We also do not agree with the comments about our decision to phrase all items in a positive direction. The authors cite references, stating that the “presence of positive statements exclusively tends to create an acquiescence response set.” Survey instrument design is not an exact science. Shuman and Presser2 contend that changing the wording of some items to a negative direction does not have a great effect on responses. Furthermore, having all questions phrased in a similar direction reduces response measurement error among respondents who do not read each question carefully. It may also serve to decrease respondent bias and increase return rate. A changing response set may very well tax the limited reading abilities of some patients/clients. Similarly, mental rotation of a visually presented response sequence might prove very challenging to individuals with certain kinds of learning disabilities.
Our purpose in making all scales consistent was a conscious decision on our part to reduce respondent burden. At some point, clinical utility must be an important consideration in questionnaire design. Respondents—either patients/clients or clinicians—will not complete an instrument that is time-consuming. Consideration of optimal response rate must be taken into account when designing a survey instrument.

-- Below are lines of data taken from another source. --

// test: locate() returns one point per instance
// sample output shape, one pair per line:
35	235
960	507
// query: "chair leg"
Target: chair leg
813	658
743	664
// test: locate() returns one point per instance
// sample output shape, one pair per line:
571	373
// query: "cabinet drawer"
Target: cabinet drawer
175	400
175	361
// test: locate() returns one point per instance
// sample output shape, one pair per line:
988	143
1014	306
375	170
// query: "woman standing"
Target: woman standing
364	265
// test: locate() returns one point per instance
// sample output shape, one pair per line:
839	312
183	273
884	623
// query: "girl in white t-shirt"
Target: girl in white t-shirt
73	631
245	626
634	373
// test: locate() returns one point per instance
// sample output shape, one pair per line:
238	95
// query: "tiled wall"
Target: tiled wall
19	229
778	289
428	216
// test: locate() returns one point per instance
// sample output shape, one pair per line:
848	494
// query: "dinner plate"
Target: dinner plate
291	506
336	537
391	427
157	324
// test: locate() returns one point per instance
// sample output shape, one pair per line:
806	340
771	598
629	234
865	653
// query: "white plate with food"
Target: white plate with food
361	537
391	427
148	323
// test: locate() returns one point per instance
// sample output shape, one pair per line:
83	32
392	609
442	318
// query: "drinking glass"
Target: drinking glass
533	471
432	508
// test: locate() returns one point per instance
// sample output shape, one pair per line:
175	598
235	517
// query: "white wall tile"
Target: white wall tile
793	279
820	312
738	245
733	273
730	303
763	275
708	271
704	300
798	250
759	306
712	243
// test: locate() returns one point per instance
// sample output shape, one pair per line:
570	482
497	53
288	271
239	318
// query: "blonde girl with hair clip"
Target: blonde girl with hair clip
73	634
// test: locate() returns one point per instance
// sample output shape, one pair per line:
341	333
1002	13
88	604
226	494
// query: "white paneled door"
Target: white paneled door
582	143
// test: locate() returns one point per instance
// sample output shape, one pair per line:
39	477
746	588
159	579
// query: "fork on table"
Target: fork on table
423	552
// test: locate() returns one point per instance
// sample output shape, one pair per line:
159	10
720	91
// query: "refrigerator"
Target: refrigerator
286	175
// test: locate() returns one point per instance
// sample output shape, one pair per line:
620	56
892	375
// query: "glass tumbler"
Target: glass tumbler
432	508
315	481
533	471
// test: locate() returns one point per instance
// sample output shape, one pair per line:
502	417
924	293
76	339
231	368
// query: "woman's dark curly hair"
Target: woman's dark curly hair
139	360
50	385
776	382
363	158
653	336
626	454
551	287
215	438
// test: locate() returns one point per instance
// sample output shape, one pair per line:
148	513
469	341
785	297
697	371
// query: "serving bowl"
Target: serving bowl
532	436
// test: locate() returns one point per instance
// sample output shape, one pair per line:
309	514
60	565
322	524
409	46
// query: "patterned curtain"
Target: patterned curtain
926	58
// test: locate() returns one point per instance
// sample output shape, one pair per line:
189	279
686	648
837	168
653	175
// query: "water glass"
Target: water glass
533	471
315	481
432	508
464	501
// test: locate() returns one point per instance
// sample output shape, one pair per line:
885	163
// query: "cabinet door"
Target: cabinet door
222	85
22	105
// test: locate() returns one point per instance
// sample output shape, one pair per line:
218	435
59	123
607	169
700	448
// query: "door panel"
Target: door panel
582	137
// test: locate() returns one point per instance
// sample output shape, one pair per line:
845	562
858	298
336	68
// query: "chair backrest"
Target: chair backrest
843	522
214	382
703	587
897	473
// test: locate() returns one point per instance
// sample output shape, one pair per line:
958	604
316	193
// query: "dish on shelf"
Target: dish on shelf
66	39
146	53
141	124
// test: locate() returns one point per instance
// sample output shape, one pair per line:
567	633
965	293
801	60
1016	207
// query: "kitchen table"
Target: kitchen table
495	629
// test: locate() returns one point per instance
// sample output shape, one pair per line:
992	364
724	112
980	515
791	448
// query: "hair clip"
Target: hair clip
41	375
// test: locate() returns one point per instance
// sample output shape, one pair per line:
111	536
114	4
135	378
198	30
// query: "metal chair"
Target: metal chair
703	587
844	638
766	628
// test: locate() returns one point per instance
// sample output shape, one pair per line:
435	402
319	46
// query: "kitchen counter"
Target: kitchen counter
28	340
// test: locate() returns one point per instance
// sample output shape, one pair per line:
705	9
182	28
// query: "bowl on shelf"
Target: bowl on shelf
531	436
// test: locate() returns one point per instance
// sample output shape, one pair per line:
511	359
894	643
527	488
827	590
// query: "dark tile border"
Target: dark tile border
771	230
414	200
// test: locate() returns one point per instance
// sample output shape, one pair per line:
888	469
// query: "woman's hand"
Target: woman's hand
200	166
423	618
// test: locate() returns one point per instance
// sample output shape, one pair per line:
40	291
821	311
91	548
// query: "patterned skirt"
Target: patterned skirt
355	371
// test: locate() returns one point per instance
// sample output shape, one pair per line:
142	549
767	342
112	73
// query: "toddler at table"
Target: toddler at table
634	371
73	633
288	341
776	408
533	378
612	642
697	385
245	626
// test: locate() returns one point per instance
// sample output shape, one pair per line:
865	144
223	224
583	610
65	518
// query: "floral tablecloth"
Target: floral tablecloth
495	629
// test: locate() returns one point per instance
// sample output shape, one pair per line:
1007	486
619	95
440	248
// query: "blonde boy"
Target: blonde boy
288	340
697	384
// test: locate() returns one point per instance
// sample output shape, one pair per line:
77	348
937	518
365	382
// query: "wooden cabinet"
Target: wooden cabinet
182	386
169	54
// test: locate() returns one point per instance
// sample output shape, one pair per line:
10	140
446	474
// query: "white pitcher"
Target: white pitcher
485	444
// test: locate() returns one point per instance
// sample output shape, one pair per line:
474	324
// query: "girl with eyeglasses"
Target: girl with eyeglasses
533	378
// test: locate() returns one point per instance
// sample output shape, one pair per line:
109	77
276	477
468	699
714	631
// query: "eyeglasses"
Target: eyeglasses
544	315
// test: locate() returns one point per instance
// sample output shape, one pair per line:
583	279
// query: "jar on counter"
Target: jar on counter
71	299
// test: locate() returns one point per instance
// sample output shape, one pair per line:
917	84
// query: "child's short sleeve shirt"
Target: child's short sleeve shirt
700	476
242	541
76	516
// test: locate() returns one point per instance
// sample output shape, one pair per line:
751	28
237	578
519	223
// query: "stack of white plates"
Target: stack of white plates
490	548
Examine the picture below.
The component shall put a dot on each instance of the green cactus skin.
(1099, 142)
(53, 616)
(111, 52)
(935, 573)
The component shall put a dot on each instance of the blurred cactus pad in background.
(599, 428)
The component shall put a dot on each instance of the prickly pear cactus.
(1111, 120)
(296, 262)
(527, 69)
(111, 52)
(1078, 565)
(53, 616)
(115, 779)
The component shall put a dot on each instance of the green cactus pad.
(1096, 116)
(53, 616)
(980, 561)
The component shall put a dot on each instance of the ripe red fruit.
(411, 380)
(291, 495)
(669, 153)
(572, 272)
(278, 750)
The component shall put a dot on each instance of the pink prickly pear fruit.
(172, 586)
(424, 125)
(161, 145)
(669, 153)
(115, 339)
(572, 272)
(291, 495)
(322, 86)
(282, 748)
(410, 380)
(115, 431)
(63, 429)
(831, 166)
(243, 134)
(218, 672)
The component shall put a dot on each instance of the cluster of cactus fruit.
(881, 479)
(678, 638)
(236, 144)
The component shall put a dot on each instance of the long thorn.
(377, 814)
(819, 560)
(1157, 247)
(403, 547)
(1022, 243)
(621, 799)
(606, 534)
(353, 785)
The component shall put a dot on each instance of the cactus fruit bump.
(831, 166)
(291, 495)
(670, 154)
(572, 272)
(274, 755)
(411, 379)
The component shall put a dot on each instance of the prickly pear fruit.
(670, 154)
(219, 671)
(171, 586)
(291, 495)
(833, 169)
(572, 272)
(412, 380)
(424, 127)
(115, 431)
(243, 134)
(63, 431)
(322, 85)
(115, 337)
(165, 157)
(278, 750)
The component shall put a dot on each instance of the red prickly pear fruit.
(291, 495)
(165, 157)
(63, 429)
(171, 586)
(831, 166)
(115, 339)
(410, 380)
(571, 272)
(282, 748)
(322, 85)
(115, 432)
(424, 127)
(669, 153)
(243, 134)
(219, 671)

In fact, despite the extensive (and even dazzling) battery of psychometric testing to which Dr Roush and Dr Sonstroem subjected their own instrument, they perhaps failed to consider the most pertinent question in applied research. That is, having built the “better” mousetrap, will anyone actually use it, given the items it contains? Given the paucity of the physical therapy literature on patient satisfaction, and the essential need to collect such data, we share Dr Roush's and Dr Sonstroem's concern that satisfaction instruments have not been widely incorporated into daily clinical practice. But, can one really imagine that all patients and clients will easily risk their relationships with physical therapists to whom they may have to return by plainly stating their dissatisfaction? It is quite difficult to challenge a perceived authority when one also perceives that same authority is responsible for his or her return to health. Although we still have much to learn about the psychometric properties of our instrument, and fully anticipate that a better one can and will be developed, we do believe that our instrument can and will be easily adopted into practice.
Overall, we believe that the authors have created a straw man by claiming that we used wording that in fact we did not use. They then proceeded to knock it down with carefully calculated arguments. Our major problem with their approach is that their criticism of our study is based on a straw man.
In summary, we believe that the instrument described in our article should and will be used in practice. We further believe that (1) the points alleged by the authors to be oversights were actually addressed in our article, (2) we cited the limitations of our study and made no grandiose claims about the instrument or our findings, (3) we stated there was little variance, (4) we acknowledged that we cannot establish construct validity on domains represented by a single item, and (5) we indicated that our results demonstrating that a single factor underlies the instrument were based solely on this sample. We invite additional testing of the instrument. It is hardly collegial, however, to recommend discounting the use of the instrument, and we applaud the expansion of the profession's body of knowledge that such testing will produce.